Bob, as we have said, was full of glorious ideas, and this was one of his pet ones. He never allowed himself to dwell upon it without becoming highly excited. He was excited now—as much so as he was when he first felt David Evans’s money in his grasp. He had suddenly conceived a violent passion for the wild, free life of a hunter, and a corresponding distaste for the quiet comforts and pleasures of his home. What was there about home, he asked himself, that should make him desirous of remaining there? There was no one with whom he could associate, now that he and Lester were at swords’ points, and the only way in which he could pass the time was to loiter about the house with nothing in the world to do. If he went down to the landing he would be certain to meet some one there who knew all about that bear fight and the burning of the shooting-box. More than that, he would probably see Don and Bert Gordon, who, dressed in their natty riding-suits and mounted on their stylish ponies, would canter by, paying no more attention to him than if he were a crooked stick lying by the roadside. Bob’s own mount was not a very elegant affair, but it was as good as the most of the boys in the neighborhood owned. He rode a large, rawboned horse, which, although a fine traveller, was by no means a handsome animal, and his saddle and bridle had been patched so often that there was very little of the original material left in them.
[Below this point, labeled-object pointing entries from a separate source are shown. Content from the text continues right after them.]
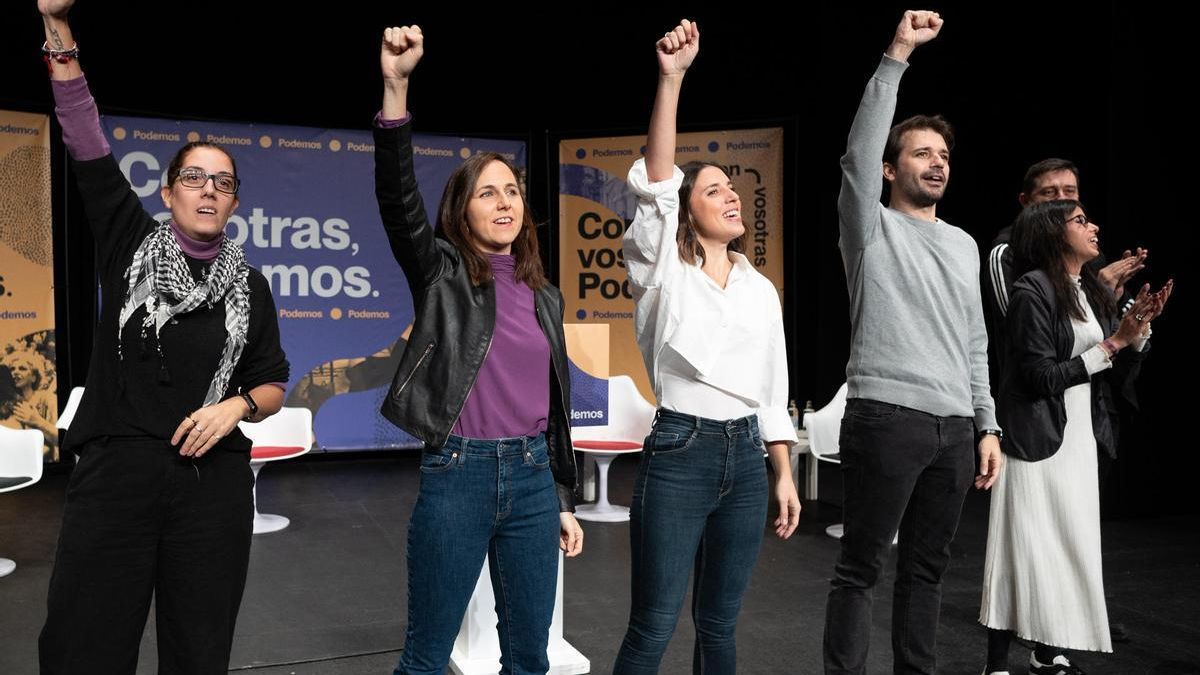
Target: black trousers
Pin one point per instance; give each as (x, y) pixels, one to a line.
(142, 521)
(903, 470)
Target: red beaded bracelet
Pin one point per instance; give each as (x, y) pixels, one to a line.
(60, 55)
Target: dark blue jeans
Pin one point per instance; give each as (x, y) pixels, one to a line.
(480, 497)
(700, 505)
(901, 470)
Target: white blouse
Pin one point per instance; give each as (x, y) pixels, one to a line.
(709, 351)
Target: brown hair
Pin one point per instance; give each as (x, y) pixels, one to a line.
(453, 223)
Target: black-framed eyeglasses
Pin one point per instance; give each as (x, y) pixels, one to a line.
(196, 178)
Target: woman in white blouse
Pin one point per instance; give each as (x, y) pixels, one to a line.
(712, 334)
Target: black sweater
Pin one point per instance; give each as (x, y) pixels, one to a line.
(142, 395)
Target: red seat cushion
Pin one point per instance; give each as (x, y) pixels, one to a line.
(607, 446)
(274, 452)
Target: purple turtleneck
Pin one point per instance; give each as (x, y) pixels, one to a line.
(511, 393)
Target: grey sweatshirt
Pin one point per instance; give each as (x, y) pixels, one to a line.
(917, 329)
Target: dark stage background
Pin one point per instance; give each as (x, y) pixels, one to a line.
(1102, 84)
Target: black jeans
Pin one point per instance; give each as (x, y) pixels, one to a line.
(142, 521)
(903, 470)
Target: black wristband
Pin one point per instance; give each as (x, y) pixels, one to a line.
(250, 401)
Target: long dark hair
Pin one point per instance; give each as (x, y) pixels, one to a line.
(453, 223)
(1039, 242)
(687, 237)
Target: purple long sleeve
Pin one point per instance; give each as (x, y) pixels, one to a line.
(77, 113)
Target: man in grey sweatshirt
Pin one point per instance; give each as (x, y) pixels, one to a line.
(919, 404)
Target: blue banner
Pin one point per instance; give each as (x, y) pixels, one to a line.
(310, 222)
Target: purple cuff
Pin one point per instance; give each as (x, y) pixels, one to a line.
(77, 113)
(391, 124)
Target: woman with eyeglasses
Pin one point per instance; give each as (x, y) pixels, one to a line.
(1067, 352)
(484, 382)
(187, 345)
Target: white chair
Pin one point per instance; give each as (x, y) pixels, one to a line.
(285, 435)
(630, 417)
(825, 428)
(67, 413)
(809, 488)
(21, 466)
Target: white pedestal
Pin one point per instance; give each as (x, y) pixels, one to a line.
(477, 650)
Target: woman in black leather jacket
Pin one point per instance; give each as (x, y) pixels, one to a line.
(1066, 350)
(484, 382)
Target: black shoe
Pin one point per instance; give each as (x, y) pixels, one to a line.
(1059, 667)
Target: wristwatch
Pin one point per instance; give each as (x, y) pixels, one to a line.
(250, 401)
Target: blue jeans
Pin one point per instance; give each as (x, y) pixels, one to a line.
(481, 497)
(700, 502)
(903, 470)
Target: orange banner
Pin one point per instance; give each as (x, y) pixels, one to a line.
(28, 381)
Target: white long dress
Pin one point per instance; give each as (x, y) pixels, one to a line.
(1042, 574)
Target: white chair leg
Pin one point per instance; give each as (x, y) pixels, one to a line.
(810, 476)
(603, 511)
(264, 523)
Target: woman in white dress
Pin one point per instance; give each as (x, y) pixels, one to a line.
(1067, 352)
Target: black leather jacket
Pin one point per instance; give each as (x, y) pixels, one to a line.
(1039, 368)
(455, 318)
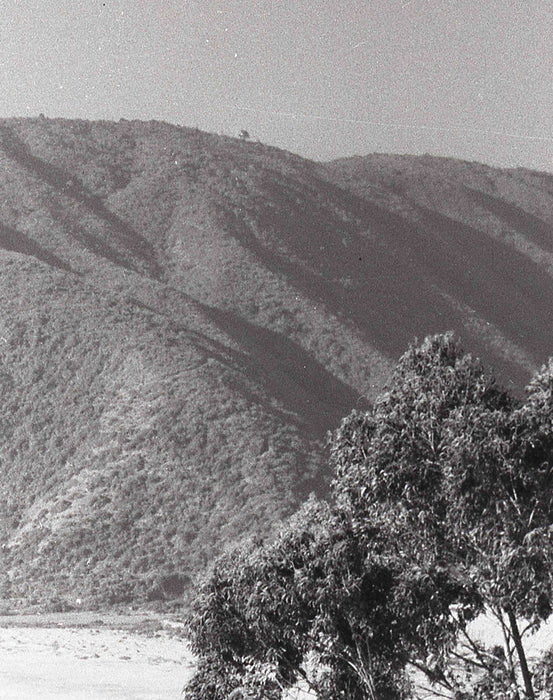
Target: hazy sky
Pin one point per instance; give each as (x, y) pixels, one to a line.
(468, 78)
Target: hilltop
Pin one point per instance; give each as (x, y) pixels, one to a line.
(185, 315)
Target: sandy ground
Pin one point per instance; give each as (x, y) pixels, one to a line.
(89, 663)
(84, 656)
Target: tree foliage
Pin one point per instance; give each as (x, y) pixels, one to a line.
(442, 509)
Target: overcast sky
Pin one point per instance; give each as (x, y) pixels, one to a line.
(467, 78)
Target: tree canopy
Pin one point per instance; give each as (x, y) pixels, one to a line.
(442, 508)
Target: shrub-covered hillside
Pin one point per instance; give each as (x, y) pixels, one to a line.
(183, 317)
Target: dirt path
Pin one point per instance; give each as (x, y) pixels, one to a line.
(91, 663)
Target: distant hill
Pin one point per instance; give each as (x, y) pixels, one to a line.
(183, 317)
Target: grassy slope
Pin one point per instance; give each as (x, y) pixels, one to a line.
(184, 316)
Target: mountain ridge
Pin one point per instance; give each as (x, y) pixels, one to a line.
(184, 316)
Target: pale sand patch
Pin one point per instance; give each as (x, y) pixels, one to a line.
(90, 664)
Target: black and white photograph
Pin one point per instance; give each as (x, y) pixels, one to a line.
(276, 350)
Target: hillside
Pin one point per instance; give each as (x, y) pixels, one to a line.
(184, 316)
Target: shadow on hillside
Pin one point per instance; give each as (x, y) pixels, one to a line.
(391, 299)
(501, 284)
(290, 373)
(67, 184)
(13, 240)
(407, 278)
(306, 393)
(528, 225)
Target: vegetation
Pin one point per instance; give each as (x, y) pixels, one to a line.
(442, 510)
(184, 316)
“Even if everything was all right, I should be ashamed to go down to the landing any more,” said Bob to himself. “I look like a beggar beside Don and Bert Gordon. If I go hunting I must use an old muzzle-loading gun and a game-bag that Godfrey Evans would turn up his nose at, and it would be just my luck to meet those Gordon fellows with their breech-loaders and hunting-suits, looking as though they had just come out of a band-box. They are almost always sure to turn up just when I don’t want to see them. They act as if they tried to meet me when they are fixed up in their best, to let me see how rich they are and how poor I am. They make it a point, too, to pass me without saying a word to me.”

This was very far from being the truth. Bob’s lively imagination, which led him to believe that he would be happier anywhere else in the world than he was at home, had cheated him into believing that Don and Bert purposely slighted him. But they meant to do nothing of the kind. They always bowed politely and spoke to him every time they met him, and would have been glad to live on friendly terms with him, if Bob had only been willing to let them. But Bob had long had an idea that not only they, but everybody else in the settlement, abused him, and when he fell to thinking about it, he always became angry. He was angry now and desperate, too.